The remaining compound, called indocyanine green (ICG), is a dye widely used to take pictures of liver and heart function. When Dr. Wang and his team injected the toxin into mice, followed by ICG, the animals’ recovery improved and liver damage decreased dramatically.
“The exact mechanism is still unknown,” said Dr. Wang. But his team’s work so far suggests that the STTB3 gene somehow helps alpha-amanitin enter cells, and that ICG inhibits this step.
“It’s an amazingly beautiful leaf,” said Ann Pringle, a mycologist and geneticist at the University of Wisconsin, Madison, who has studied death caps for 20 years. “They do such an incredible amount of work and end up with this premise that they’ve found an antidote.”
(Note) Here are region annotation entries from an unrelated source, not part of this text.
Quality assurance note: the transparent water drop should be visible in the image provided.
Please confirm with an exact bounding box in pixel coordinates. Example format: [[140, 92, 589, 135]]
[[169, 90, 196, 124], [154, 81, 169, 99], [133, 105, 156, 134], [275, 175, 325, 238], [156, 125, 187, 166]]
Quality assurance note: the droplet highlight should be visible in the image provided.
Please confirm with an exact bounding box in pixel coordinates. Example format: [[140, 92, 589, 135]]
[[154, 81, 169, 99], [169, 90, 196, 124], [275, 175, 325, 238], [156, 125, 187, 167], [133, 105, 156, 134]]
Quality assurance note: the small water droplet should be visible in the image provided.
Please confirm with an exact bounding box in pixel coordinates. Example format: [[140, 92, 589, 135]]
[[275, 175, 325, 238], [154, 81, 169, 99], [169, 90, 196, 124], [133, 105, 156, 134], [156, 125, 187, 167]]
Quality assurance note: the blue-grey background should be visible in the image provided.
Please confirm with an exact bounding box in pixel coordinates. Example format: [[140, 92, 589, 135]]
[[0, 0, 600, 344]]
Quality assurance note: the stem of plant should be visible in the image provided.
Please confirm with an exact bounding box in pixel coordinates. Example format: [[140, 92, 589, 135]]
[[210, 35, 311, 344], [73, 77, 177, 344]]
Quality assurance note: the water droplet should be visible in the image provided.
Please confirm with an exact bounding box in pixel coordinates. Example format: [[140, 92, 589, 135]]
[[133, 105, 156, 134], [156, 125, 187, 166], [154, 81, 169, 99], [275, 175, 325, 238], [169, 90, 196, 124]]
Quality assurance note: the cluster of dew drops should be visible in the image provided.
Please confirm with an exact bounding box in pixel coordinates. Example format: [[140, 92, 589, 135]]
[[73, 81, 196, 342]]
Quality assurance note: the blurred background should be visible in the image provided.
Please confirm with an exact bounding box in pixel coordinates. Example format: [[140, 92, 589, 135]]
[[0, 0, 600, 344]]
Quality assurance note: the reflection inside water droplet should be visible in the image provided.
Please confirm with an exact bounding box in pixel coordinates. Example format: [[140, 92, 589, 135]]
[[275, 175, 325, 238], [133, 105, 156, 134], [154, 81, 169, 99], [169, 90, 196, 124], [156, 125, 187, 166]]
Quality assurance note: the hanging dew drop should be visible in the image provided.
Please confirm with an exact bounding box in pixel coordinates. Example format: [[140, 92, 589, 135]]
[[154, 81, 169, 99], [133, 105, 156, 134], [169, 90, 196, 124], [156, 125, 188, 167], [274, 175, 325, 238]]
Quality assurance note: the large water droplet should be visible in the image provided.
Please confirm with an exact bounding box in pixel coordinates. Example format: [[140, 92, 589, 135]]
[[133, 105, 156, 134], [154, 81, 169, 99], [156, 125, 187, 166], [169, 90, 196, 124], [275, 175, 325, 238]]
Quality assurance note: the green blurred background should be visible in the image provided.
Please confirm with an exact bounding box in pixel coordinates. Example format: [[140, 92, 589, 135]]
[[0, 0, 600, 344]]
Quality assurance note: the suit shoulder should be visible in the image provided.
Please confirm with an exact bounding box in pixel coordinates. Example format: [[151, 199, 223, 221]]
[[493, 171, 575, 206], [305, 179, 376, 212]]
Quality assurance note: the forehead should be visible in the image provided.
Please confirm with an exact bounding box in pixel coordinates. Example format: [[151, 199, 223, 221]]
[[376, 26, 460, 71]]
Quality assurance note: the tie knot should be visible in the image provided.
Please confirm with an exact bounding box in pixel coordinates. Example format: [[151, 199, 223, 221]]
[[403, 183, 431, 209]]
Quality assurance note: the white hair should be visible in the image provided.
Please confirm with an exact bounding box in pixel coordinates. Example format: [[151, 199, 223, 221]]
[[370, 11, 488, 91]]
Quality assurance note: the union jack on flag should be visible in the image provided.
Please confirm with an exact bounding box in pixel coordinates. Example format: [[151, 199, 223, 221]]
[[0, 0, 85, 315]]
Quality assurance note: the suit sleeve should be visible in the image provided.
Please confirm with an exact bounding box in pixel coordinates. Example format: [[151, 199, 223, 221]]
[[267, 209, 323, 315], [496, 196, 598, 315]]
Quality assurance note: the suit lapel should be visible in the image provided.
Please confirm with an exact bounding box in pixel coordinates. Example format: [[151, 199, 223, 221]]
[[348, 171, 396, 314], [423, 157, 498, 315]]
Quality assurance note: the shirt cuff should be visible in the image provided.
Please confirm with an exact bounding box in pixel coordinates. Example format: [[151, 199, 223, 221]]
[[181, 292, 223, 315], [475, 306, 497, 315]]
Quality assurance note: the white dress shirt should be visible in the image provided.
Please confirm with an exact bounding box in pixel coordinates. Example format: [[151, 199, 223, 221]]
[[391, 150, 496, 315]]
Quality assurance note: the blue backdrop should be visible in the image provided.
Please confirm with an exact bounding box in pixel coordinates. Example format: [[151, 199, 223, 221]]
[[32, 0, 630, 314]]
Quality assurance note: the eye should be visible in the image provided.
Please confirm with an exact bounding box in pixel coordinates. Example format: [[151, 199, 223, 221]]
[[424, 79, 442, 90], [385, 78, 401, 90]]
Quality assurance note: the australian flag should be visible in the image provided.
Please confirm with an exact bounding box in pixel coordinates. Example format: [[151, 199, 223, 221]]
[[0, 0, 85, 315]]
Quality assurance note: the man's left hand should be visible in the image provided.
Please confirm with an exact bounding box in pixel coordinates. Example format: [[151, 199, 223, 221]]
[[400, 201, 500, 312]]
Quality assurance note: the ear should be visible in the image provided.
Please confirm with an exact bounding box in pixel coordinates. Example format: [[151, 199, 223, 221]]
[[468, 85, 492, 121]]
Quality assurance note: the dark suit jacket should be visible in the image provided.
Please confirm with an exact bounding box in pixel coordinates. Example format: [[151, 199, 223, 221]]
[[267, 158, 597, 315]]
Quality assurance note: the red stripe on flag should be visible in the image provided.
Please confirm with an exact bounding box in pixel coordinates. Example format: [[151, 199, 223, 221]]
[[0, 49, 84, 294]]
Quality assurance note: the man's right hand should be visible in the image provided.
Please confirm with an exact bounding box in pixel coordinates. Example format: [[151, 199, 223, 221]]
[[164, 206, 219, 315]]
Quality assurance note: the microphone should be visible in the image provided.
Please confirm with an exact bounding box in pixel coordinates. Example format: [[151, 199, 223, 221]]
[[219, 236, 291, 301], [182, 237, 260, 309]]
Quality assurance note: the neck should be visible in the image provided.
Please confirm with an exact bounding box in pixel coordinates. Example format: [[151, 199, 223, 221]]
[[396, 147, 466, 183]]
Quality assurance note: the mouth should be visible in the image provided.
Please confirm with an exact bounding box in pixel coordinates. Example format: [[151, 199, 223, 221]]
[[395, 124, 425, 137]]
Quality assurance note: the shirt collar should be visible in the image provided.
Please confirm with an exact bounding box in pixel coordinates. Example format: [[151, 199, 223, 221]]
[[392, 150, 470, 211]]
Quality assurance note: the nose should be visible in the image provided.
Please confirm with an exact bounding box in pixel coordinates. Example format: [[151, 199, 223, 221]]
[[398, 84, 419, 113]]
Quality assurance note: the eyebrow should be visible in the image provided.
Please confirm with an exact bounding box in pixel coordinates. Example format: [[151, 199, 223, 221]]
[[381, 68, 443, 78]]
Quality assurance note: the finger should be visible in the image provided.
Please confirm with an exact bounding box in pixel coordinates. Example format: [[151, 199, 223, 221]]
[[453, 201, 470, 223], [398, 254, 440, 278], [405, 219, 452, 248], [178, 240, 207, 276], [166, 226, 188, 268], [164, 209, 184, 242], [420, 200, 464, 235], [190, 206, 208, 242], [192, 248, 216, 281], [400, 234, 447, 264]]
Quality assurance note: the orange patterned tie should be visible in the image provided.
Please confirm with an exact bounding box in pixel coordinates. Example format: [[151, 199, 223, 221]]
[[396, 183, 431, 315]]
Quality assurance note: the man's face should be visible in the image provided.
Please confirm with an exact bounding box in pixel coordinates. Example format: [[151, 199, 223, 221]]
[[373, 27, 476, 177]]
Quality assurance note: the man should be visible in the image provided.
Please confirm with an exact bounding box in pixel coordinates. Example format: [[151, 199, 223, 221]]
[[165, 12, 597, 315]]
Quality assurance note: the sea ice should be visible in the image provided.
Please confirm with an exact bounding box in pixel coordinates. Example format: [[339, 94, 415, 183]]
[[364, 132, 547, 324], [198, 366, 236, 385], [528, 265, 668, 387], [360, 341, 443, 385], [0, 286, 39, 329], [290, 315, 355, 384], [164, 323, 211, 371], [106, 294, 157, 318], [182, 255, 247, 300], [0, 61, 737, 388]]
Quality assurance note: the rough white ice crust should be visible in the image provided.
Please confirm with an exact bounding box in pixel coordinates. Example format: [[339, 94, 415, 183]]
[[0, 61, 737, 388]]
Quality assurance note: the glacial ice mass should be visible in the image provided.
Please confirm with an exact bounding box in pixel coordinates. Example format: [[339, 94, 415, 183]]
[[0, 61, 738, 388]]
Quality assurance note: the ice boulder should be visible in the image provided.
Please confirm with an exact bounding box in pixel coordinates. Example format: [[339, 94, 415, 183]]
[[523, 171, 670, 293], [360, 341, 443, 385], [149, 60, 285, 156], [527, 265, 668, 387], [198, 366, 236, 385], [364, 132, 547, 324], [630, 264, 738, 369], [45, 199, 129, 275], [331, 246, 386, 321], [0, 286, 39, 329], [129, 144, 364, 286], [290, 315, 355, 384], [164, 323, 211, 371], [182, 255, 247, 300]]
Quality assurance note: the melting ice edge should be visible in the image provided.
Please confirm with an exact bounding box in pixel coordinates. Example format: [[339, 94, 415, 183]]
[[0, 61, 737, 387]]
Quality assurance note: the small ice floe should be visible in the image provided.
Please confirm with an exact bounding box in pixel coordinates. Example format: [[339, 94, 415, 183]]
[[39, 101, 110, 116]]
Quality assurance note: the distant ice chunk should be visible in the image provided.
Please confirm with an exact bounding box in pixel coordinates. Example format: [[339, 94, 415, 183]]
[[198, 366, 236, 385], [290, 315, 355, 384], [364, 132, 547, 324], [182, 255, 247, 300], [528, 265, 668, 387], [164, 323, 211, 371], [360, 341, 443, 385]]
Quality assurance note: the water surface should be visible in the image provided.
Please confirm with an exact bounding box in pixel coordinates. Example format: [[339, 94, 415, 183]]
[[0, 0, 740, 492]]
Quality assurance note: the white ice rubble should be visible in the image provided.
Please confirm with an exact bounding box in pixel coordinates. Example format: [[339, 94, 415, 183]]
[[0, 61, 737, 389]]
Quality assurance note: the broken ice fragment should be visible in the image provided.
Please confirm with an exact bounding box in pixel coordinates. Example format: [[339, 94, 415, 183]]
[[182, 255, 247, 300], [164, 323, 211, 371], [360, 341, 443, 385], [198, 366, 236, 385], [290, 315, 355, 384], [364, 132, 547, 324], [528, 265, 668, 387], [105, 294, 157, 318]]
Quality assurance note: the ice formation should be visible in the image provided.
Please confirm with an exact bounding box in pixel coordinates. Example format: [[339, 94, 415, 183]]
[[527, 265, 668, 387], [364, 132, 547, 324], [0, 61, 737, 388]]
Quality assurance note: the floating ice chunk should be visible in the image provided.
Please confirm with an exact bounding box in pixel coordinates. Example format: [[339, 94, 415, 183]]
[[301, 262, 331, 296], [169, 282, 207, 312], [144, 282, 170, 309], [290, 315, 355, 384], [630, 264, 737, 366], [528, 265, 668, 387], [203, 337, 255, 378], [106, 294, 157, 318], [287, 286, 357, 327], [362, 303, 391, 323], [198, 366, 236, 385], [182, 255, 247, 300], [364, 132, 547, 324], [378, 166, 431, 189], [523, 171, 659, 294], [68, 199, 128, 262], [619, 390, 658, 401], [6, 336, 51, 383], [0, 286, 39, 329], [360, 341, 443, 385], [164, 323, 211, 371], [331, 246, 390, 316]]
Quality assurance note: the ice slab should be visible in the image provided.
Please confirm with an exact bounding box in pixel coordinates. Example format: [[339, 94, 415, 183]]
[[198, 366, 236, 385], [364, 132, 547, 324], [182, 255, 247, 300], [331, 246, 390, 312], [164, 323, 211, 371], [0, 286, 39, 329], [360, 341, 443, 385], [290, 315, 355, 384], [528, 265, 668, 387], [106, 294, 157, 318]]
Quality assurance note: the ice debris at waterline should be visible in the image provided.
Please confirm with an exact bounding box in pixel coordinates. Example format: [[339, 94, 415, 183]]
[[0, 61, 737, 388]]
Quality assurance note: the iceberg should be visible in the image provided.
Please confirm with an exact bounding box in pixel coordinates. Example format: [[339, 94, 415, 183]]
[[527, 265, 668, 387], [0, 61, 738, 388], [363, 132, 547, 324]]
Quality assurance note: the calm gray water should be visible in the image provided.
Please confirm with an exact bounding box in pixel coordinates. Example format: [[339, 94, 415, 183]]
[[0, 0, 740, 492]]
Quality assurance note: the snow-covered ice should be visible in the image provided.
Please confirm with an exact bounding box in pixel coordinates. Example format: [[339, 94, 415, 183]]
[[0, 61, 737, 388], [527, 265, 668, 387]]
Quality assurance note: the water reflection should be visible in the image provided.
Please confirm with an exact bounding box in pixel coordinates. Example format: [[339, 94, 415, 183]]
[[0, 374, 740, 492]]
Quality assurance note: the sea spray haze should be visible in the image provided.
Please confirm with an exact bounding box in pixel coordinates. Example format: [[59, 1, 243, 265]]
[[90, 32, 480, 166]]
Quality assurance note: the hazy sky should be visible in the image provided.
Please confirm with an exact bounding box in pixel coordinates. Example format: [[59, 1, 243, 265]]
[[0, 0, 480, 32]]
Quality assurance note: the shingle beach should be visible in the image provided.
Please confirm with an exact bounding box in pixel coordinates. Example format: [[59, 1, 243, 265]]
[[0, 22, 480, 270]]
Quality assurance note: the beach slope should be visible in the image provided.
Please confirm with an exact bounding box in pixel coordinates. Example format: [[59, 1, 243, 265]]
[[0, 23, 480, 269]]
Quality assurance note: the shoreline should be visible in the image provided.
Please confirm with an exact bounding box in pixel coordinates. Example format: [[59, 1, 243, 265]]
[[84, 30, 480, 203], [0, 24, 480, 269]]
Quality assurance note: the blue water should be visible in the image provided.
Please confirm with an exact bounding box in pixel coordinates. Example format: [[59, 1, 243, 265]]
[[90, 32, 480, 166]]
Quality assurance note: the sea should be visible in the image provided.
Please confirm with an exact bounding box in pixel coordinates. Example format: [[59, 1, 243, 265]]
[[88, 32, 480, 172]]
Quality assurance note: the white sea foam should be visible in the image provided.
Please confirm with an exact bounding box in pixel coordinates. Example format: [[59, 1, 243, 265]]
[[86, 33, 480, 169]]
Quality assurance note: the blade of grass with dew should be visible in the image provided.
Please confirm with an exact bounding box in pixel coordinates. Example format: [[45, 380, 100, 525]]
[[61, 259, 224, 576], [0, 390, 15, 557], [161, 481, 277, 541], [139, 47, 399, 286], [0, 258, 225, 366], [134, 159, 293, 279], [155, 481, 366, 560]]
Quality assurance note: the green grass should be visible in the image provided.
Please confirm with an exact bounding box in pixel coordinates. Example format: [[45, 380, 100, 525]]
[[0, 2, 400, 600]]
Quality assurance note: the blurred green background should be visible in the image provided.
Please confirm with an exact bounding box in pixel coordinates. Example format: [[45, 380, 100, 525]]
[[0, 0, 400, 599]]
Whether the compound will work in people remains to be seen, Dr. Pringle said, but it’s a good starting point. “I love that they took it all the way to a mouse model,” she said, “because that’s a lot more than what I’ve seen with some of these other ideas that have come and gone.”
The effectiveness of ICG also depends on the interval between injecting the toxin and receiving the drug; Potential cure is diminished if given after more than four hours.
Often, people don’t know they’ve eaten a poisonous mushroom like death’s cap until eight or more hours later because they don’t feel sick until then, Dr. Delaney said. After experiencing some severe gastrointestinal symptoms, people undergo two to three days in which they feel much better. But all the while, the poison continues to cause damage.
Dr. Delaney is part of a global network of experts who run a Facebook group called Poison help. Identify the contingency of mushrooms and plants.
People ask the group to identify death caps or related mushrooms. Last year, he remembers, a boy told his relatives that he had eaten a marshmallow he found in the yard. The family realized what had happened, took him to the emergency room, and asked the Facebook group to identify the mushroom. Knowing what it was, the doctors provided proper care and the boy recovered.
“We are really good at quickly identifying Amanitas and almost always provide responses within 15 minutes,” he said.
Treatment or not, Dr. Delaney said, “early knowledge that someone has taken one of these medications is absolutely essential.”